AIM: The aim of the study was to gain insight on how nurse leaders manage a culture of safety for graduate nurses. BACKGROUND: Current theoretical approaches to safety culture tend towards a checklist approach that focuses on institutional characteristics, failing to examine the quality of interpersonal relationships. These interpersonal interactions are often seen as separate from the institutional realities of resource allocation, nurse-patient ratios, patient acuity or throughput. A theoretical approach is required to illuminate the dialectic between the structure of an organisation and the agency created by nurse leaders to promote patient safety. DESIGN: Qualitative exploratory descriptive study. METHODS: Semi-structured interviews were undertaken with 24 nurse leaders from hospital and aged care settings. Thematic analysis and Giddens structuration theory was used to describe the findings. RESULTS: Nurse leaders identified a range of reciprocal communicative and cultural norms and values, decision-making processes, personal nursing philosophies, strategies and operational procedures to foster patient safety and mentor graduate nurses. The mentoring of graduate nurses included fostering critical thinking, building and affirming formal structural practices such as handover, teamwork, medication protocols and care plans. CONCLUSIONS: The study provides insight into how nurse leaders foster a culture of safety. Emphasis is placed on how agency in nurse leaders creates an environment conducive to learning and support for graduate nurses. IMPLICATIONS FOR NURSING MANAGEMENT: Nurse leadership functions and decision-making capacity hinges on multiple factors including practicing agency and aspects of the social structure such as the rules for safe communication, and the various institutional protocols. Nurse leaders enforce these forms of engagement and practice through their legitimation as leaders. They have both allocative and authoritative resources; they can command resources, direct staff to attend to patients and/or clinical tasks, mentor, guide, assign, correct and encourage with the authority vested in them by the formal structure of the organisation. In doing so, they sustain the structure and reinforce it.

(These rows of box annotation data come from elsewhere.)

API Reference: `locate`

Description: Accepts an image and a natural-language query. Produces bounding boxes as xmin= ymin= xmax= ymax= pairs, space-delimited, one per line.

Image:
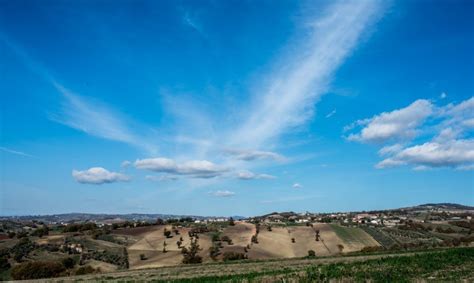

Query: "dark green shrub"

xmin=11 ymin=261 xmax=66 ymax=280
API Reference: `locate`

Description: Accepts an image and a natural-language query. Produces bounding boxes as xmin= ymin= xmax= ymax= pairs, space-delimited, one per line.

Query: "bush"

xmin=223 ymin=252 xmax=247 ymax=261
xmin=11 ymin=261 xmax=66 ymax=280
xmin=74 ymin=265 xmax=96 ymax=275
xmin=61 ymin=257 xmax=76 ymax=269
xmin=251 ymin=235 xmax=258 ymax=244
xmin=221 ymin=236 xmax=232 ymax=245
xmin=0 ymin=256 xmax=11 ymax=271
xmin=181 ymin=239 xmax=202 ymax=264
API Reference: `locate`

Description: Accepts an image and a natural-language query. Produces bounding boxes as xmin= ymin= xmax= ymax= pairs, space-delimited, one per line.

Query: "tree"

xmin=337 ymin=244 xmax=344 ymax=253
xmin=209 ymin=244 xmax=221 ymax=260
xmin=251 ymin=235 xmax=258 ymax=244
xmin=223 ymin=252 xmax=247 ymax=261
xmin=11 ymin=261 xmax=66 ymax=280
xmin=181 ymin=239 xmax=202 ymax=264
xmin=61 ymin=257 xmax=76 ymax=269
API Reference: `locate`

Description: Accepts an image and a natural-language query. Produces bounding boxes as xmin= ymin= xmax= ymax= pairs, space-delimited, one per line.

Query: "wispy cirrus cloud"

xmin=0 ymin=146 xmax=34 ymax=157
xmin=72 ymin=167 xmax=130 ymax=185
xmin=237 ymin=170 xmax=276 ymax=180
xmin=229 ymin=1 xmax=383 ymax=148
xmin=209 ymin=190 xmax=235 ymax=198
xmin=225 ymin=149 xmax=286 ymax=161
xmin=50 ymin=82 xmax=157 ymax=152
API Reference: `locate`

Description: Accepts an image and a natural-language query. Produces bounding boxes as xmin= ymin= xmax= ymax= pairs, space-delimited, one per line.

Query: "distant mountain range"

xmin=0 ymin=203 xmax=474 ymax=222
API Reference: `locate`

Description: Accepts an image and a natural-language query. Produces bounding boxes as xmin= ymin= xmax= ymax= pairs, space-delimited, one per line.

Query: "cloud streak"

xmin=230 ymin=1 xmax=382 ymax=148
xmin=237 ymin=170 xmax=276 ymax=180
xmin=72 ymin=167 xmax=130 ymax=185
xmin=51 ymin=83 xmax=156 ymax=152
xmin=0 ymin=146 xmax=34 ymax=157
xmin=209 ymin=190 xmax=235 ymax=198
xmin=134 ymin=157 xmax=229 ymax=178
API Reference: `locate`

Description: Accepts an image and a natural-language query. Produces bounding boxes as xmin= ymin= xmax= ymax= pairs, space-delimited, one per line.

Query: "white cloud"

xmin=0 ymin=146 xmax=34 ymax=157
xmin=292 ymin=183 xmax=303 ymax=189
xmin=210 ymin=191 xmax=235 ymax=197
xmin=72 ymin=167 xmax=130 ymax=185
xmin=326 ymin=109 xmax=336 ymax=118
xmin=145 ymin=175 xmax=179 ymax=182
xmin=225 ymin=149 xmax=286 ymax=161
xmin=379 ymin=143 xmax=403 ymax=156
xmin=120 ymin=160 xmax=132 ymax=168
xmin=135 ymin=157 xmax=229 ymax=178
xmin=50 ymin=83 xmax=156 ymax=152
xmin=346 ymin=99 xmax=433 ymax=143
xmin=237 ymin=170 xmax=275 ymax=180
xmin=230 ymin=1 xmax=382 ymax=148
xmin=377 ymin=139 xmax=474 ymax=168
xmin=354 ymin=97 xmax=474 ymax=171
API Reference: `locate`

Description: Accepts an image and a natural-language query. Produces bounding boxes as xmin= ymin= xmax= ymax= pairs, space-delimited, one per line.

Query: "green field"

xmin=330 ymin=224 xmax=378 ymax=246
xmin=41 ymin=248 xmax=474 ymax=282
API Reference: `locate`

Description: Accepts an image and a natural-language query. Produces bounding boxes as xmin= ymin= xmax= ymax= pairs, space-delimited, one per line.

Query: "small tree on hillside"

xmin=337 ymin=244 xmax=344 ymax=253
xmin=181 ymin=239 xmax=202 ymax=264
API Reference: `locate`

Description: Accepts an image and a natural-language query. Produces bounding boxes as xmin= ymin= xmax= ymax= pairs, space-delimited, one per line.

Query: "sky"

xmin=0 ymin=0 xmax=474 ymax=216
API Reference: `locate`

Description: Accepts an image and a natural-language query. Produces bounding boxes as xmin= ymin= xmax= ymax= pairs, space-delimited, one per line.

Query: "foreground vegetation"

xmin=39 ymin=248 xmax=474 ymax=282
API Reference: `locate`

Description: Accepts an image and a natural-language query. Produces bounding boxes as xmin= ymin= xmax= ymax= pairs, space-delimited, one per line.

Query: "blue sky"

xmin=0 ymin=0 xmax=474 ymax=216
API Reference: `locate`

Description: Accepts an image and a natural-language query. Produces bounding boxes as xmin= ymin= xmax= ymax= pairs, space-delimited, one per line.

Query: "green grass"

xmin=329 ymin=224 xmax=372 ymax=246
xmin=153 ymin=248 xmax=474 ymax=283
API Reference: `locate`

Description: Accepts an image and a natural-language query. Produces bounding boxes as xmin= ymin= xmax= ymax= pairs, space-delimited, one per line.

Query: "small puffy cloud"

xmin=209 ymin=191 xmax=235 ymax=197
xmin=72 ymin=167 xmax=130 ymax=185
xmin=135 ymin=157 xmax=229 ymax=178
xmin=237 ymin=170 xmax=276 ymax=180
xmin=292 ymin=183 xmax=303 ymax=189
xmin=376 ymin=139 xmax=474 ymax=171
xmin=345 ymin=99 xmax=433 ymax=143
xmin=379 ymin=143 xmax=403 ymax=156
xmin=120 ymin=160 xmax=132 ymax=168
xmin=225 ymin=149 xmax=285 ymax=161
xmin=345 ymin=97 xmax=474 ymax=171
xmin=326 ymin=109 xmax=336 ymax=118
xmin=145 ymin=175 xmax=179 ymax=182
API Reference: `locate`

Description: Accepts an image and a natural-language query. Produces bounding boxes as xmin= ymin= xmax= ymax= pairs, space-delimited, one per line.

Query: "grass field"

xmin=331 ymin=224 xmax=380 ymax=250
xmin=41 ymin=248 xmax=474 ymax=282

This paper explores the way in which nurse leaders (NLs) actively pursue patient safety through strategic interactions with graduate nurses (GNs). In particular, NL mentorship at the ward level is important in fostering good work ethics, maintaining staff motivation and overall supportive and collegial workplace habits. In this paper, we present an overview of how the culture in nursing impacts patient safety. We introduce Giddens (1984) theory of structuration as a way of understanding how NLs at the ward level consciously practice creating a culture of safety with GNs. Additionally, we demonstrate how NLs exercise their agency through mentoring GNs and foster a culture of support conducive to patient safety.
LITERATURE REVIEW
Nurse role in patient safety management
Nurses are viewed as the ‘safety nets’, overseeing various practices of patient care and related safety practices. They engage in prolonged periods of direct patient care and are considered pivotal to preventing errors (Rosén et al., 2017). Nonetheless, it is widely acknowledged that safe nursing practice can be challenged by inappropriate staffing levels (Twigg et al., 2015), increased patient load, complexity of care and constrained timeframes (Duffield et al., 2011). According to Johnstone et al. (2008), the multi‐faceted nursing role predisposes nurses to making preventable errors, thereby threatening quality of care and overall patient safety (Johnstone et al., 2008). In particular, GNs are at higher risk and vulnerable to errors due to their lack of experience in managing competing priorities and the complex workload. Documented evidence of the challenges faced by GNs includes the ability to handle an intense work environment (Regan et al., 2017), utilization of advanced medical technology (Orbaek et al., 2015) and management of high patient acuity (Duclos‐Miller, 2011).Of concern, GNs have been found to be largely uncomfortable in approaching senior nurse colleagues for support (Sahay & Willis, 2021). GNs have identified their need for support through effective mentorship (Laschinger et al., 2010) and rely on more experienced nursing colleagues for guidance (Sahay et al., 2015). Nevertheless, some studies indicate that GNs do not seek support from other nurses if the colleague's behaviour is not conducive to learning (Laschinger et al., 2010; Sahay & Willis, 2021). This is where the NL role becomes paramount in fostering a culture of support and collaboration.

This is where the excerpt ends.